Les contraintes organisationnelles associées au covoiturage quotidien

Ces dernières années, des rapports du Cerema ou du Shift Project ont souligné la multiplicité des freins au covoiturage quotidien. Celui-ci est globalement perçu comme complexe : “Il y a une idée de complexité très forte associée à la pratique du covoiturage : cela demande de s’organiser à l’avance, s’astreindre à une forte contrainte horaire, et implique une forme de « socialisation forcée » dans la voiture” (Shift Project).
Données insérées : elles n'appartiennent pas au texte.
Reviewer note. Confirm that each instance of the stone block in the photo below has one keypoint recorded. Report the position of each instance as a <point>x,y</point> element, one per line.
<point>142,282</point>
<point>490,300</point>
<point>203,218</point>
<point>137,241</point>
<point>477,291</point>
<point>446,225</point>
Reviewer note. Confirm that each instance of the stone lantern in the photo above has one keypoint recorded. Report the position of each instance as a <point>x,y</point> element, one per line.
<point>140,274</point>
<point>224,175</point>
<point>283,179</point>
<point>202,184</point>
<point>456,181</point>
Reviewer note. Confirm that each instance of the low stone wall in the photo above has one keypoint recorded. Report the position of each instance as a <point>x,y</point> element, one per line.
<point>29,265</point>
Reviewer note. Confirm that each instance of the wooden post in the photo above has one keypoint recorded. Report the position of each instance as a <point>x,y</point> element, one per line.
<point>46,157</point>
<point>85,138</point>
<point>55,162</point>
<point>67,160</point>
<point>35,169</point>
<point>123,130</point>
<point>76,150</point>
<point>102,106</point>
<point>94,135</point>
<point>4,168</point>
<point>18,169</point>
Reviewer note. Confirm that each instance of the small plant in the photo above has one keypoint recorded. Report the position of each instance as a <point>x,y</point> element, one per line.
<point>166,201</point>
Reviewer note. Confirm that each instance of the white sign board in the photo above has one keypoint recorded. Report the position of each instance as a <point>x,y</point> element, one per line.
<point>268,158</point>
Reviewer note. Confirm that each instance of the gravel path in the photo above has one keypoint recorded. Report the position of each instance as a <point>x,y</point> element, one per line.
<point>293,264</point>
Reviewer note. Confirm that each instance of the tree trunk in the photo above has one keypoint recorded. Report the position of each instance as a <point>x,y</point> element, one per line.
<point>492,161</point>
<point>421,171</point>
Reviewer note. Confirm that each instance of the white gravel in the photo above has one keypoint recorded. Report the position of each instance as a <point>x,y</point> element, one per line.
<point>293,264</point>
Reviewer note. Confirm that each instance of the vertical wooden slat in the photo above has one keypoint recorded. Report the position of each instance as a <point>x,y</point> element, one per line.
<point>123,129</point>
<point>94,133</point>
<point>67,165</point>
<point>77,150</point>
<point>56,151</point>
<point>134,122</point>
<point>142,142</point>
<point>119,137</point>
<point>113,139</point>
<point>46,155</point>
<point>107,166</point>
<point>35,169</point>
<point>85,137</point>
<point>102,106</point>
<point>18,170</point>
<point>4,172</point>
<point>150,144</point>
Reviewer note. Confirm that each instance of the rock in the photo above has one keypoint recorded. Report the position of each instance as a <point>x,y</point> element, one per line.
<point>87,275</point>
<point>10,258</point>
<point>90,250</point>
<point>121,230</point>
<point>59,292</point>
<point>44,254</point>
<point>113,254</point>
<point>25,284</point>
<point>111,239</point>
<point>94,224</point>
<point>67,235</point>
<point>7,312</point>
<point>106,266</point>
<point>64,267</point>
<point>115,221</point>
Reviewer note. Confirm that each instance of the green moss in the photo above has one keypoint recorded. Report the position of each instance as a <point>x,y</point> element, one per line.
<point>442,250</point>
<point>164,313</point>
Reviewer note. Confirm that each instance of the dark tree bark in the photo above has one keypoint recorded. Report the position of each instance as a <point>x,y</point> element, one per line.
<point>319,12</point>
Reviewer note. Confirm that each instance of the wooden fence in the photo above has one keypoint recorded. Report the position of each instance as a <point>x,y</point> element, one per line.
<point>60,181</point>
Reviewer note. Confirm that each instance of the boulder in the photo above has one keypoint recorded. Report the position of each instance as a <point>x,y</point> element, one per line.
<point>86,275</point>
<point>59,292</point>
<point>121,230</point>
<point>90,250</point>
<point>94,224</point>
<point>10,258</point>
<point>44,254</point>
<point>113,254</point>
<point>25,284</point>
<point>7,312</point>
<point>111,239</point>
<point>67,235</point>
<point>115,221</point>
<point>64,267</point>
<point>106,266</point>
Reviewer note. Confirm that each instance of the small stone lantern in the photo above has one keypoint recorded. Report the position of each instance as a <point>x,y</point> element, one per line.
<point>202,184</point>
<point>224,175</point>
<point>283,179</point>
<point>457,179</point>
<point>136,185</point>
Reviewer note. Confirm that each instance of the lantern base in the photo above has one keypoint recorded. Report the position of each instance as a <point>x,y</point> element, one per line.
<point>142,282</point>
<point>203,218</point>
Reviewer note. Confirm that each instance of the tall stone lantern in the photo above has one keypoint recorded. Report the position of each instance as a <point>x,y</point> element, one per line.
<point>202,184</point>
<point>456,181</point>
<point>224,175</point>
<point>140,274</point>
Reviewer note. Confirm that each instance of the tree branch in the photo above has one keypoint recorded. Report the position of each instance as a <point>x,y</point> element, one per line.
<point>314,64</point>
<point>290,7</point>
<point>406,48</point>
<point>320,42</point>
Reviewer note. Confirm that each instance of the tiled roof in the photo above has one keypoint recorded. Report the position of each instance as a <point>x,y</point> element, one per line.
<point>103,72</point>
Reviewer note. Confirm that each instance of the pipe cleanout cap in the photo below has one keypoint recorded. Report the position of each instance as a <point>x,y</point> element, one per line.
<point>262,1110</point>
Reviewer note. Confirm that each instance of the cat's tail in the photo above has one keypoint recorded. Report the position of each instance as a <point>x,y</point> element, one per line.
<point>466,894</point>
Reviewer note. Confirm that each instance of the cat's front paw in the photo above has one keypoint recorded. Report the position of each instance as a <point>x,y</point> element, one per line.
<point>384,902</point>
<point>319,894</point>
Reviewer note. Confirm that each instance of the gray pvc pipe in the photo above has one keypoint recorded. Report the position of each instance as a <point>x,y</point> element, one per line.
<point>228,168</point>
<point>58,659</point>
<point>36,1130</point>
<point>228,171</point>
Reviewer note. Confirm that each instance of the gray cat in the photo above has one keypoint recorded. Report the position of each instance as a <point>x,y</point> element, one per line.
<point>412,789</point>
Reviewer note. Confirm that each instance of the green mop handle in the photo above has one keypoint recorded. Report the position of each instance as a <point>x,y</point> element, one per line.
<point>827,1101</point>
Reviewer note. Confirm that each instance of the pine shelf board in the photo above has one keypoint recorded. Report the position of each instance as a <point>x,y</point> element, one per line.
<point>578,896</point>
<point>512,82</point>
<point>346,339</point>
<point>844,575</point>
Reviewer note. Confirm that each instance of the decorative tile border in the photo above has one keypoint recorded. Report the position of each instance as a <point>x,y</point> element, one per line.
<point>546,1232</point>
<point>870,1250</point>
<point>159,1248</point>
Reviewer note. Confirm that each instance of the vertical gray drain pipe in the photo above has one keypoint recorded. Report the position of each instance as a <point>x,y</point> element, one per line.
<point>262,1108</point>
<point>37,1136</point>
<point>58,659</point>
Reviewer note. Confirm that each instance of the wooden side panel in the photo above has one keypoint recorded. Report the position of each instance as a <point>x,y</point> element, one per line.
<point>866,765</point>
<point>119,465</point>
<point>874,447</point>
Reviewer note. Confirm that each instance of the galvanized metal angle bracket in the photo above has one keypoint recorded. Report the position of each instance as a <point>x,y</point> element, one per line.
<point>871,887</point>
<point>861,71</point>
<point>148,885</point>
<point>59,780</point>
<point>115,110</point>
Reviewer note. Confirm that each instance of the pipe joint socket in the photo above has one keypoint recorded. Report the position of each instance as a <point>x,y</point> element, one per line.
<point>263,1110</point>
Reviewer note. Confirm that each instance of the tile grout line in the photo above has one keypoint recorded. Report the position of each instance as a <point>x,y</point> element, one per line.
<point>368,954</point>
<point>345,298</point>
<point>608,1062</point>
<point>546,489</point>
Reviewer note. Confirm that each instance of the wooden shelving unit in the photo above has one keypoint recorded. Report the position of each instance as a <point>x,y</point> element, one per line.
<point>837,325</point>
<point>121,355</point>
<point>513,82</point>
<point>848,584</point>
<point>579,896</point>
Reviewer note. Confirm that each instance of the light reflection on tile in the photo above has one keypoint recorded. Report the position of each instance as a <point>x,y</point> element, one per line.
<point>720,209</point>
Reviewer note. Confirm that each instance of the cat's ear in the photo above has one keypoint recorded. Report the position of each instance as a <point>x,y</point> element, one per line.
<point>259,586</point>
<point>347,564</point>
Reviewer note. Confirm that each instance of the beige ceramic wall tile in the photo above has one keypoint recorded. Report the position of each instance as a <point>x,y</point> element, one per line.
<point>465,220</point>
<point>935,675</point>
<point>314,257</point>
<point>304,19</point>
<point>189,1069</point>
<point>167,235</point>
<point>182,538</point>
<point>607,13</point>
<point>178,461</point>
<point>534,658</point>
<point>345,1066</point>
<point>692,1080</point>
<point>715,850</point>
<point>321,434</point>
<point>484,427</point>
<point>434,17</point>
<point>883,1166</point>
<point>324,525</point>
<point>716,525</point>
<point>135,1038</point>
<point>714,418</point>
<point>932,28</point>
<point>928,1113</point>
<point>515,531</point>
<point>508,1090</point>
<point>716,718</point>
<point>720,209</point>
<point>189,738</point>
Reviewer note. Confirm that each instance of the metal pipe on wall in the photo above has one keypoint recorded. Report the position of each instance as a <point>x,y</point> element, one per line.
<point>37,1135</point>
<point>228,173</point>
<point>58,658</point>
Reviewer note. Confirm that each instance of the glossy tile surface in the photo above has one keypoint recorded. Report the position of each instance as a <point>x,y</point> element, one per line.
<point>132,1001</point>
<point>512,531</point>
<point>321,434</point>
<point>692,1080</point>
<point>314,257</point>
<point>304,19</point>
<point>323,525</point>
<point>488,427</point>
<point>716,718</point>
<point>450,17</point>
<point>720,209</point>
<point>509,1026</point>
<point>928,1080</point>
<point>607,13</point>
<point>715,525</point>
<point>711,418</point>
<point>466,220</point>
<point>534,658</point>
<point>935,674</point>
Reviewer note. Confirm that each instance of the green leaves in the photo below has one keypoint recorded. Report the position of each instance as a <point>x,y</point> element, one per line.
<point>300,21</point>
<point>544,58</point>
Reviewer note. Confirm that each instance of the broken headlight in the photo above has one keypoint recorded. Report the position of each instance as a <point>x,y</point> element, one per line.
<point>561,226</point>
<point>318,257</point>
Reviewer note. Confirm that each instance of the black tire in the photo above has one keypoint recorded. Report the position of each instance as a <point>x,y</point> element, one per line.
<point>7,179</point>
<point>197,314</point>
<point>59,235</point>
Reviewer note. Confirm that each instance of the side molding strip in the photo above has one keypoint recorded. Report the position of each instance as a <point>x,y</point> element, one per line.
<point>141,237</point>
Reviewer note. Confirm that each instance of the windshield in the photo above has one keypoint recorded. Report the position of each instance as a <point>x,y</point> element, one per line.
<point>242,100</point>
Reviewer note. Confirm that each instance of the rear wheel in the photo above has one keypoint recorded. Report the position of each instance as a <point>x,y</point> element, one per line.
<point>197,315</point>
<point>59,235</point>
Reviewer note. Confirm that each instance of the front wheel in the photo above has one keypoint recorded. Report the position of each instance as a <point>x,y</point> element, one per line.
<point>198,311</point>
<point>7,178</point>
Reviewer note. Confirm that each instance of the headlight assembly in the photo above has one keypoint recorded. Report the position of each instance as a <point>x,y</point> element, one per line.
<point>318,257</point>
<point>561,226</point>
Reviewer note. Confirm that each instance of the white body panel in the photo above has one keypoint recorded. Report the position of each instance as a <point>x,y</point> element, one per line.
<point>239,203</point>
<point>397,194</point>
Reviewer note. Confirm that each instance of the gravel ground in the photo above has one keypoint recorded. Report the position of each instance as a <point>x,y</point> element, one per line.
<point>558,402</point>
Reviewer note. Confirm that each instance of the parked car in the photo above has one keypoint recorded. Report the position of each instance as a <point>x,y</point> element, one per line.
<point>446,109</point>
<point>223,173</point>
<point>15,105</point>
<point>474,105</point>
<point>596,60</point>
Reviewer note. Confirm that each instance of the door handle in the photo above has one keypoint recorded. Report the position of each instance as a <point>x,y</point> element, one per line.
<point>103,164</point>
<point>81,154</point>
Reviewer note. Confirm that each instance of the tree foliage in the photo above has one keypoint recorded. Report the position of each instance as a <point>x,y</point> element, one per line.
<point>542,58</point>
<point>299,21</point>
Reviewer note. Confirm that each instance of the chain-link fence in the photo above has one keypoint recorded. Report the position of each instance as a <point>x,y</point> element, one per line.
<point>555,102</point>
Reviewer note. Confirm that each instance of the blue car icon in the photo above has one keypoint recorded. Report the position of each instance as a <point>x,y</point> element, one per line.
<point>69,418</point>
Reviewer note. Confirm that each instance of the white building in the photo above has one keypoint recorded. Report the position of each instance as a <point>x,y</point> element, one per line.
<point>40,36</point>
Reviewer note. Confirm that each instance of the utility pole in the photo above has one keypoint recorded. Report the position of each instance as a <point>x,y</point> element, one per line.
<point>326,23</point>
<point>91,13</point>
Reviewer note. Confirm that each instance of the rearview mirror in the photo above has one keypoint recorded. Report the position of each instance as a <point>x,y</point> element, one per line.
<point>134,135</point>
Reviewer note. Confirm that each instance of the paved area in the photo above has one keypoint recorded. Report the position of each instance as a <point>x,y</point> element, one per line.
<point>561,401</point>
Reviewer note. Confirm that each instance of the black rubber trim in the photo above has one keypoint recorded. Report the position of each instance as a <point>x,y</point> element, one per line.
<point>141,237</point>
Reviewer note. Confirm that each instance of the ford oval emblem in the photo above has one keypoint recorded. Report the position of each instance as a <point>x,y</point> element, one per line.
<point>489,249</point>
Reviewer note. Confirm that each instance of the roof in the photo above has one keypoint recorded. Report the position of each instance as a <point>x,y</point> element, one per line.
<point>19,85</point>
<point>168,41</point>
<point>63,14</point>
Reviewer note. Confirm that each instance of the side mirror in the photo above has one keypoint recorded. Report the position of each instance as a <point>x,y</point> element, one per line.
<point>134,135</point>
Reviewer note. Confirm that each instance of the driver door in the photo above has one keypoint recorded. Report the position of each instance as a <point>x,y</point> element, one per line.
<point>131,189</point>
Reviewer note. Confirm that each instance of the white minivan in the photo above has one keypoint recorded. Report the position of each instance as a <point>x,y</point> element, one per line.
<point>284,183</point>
Ecov réalise régulièrement des enquêtes locales, dans le cadre d’études menées pour les collectivités, qui permettent de hiérarchiser ces freins. D’un territoire à l’autre, ce sont toujours les freins liés aux contraintes organisationnelles qui ressortent en premier, beaucoup plus que la peur d’une “socialisation forcée” - le covoiturage est au contraire perçu comme une opportunité de faire de nouvelles rencontres.

Par exemple, l’enquête réalisée auprès de plus de 1000 personnes à l’échelle du pôle métropolitain Nantes Saint Nazaire en 2023 fait ressortir les contraintes sur les horaires et l’organisation des trajets comme les premiers freins. Le “souhait d’être seul” dans sa voiture n’est avancé que par 12 % des répondants.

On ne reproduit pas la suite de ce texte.